« The interpreter, without actually erasing or rewriting the text, alters it. » S. Sontag
L’altération de l’œuvre, l’altération de la perception, l’altération du signal sonore, 3 axes communs aux sorties de Vanity Pill Tapes. Fondé en 2014 par Reece Thomas Green (aka Alocasia Garden), le jeune tape label britannique s’est spécialisé en une quinzaine de sorties dans l’exploration des versants les plus ombragés des musiques électroniques, mais pas que. Couvrant les interstices qui séparent l’Ambient du Punk, de l’Industrial ou du Noise, le modeste catalogue du label ne manque certainement pas d’intérêt. L’écurie mise sur des productions 100% DIY distribuées sur cassette – vous savez, notre support favoris – avec exigence et goût. D’ailleurs, on sait gré au label de ne pas se laisser aller, comme beaucoup de structures voisines, au laxisme et à la facilité du tout au Lo-Fi / tout à l’égout, tendance particulièrement en vogue à l’heure actuelle, et bien souvent génitrice d’expectorations analogiques dénuées d’intérêt. Trêve d’épandage, soyez rassurés, la première sortie de Chris Mac Owen sous le nom de Burning Pyre est d’un tout autre cru.
D’abord intrigué par un nom prometteur et un artwork proche des collages des sorties de Posh Isolation, Erotics of Aesthetics fut pour ma part une rencontre aussi fortuite qu’intense. Confinant l’auditeur à un espace sonore clos, sombre et exigu, loin du bruissement des feuillages insouciants ou des rires verts que charrient les ruelles de la ville en ébullition, Erotics of Aesthetics n’est pas un album à mettre entre toutes les mains. Tranchant, fiévreux, grondant d’une violence cent fois déglutie, mille fois ravalée, soyez prévenus, la lecture de cette première sortie de Burning Pyre n’est pas chose aisée.
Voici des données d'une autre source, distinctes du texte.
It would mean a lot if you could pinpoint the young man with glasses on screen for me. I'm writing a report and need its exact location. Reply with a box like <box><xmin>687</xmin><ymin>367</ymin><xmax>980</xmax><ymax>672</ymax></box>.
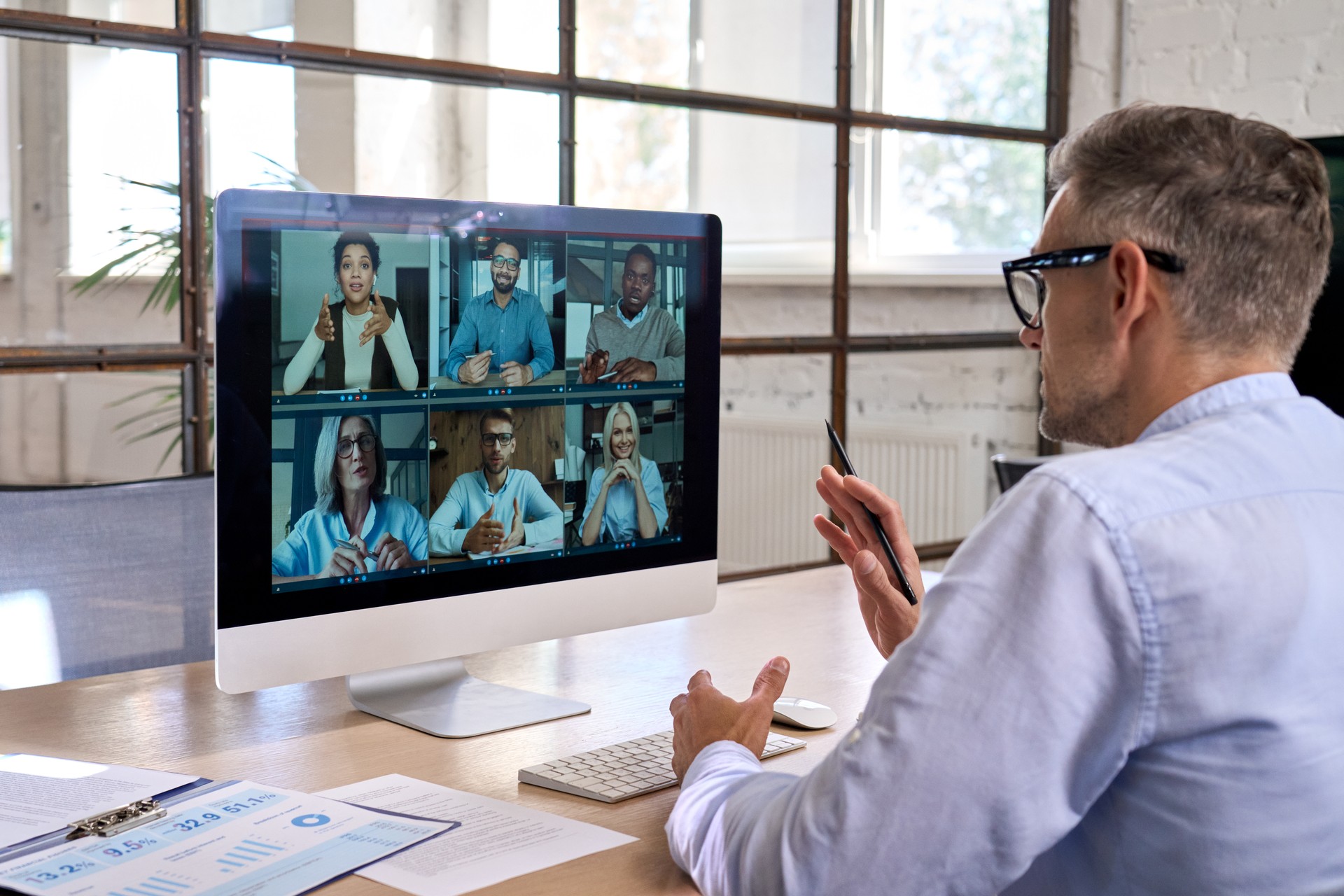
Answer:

Le parcours initiatique débute avec la sublime Mea Culpa, introduction où stridences brulantes et accords endeuillés se côtoient au fil d’un crescendo Noise brillant – procession mortuaire frappée par la grêle. Plus qu’une simple ouverture, Mea Culpa s’impose comme une synthèse de la substance même de l’album à venir. Œuvre lunatique, écartelée entre monolithes Dark Ambient soufflés de cordes, moirés de claviers dépressifs – cf. Long Night – et partitions de Noise pures, effusions de violence cathartiques comme seuls peuvent l’être les meilleurs morceaux Power Electronics – cf. Erotics of Aesthetics. A classer plutôt dans le premier tiroir, notons l’immense Hope Dutifully Resides In The Darkest of Times toute de tristesse et de saturation voilée, morceau proche de la beauté barbelée de certaines productions de grands noms du Black Metal – on pense notamment à Taake ou Burzum.
Narration intestine des grands écarts du loup bipède, parfaitement borné du début à la fin, l’album se conclut comme il a commencé, par un titre synthèse, The Evening Redness In The East, longue lacération bruitiste close par une charge mélodique fulgurante. Les amoureux de la symétrie axiale apprécieront la démarche, les autres fuiront lâchement. Qu’il en soit ainsi. N’importe ici que l’issue, l’expiation, le baptême par le Feu.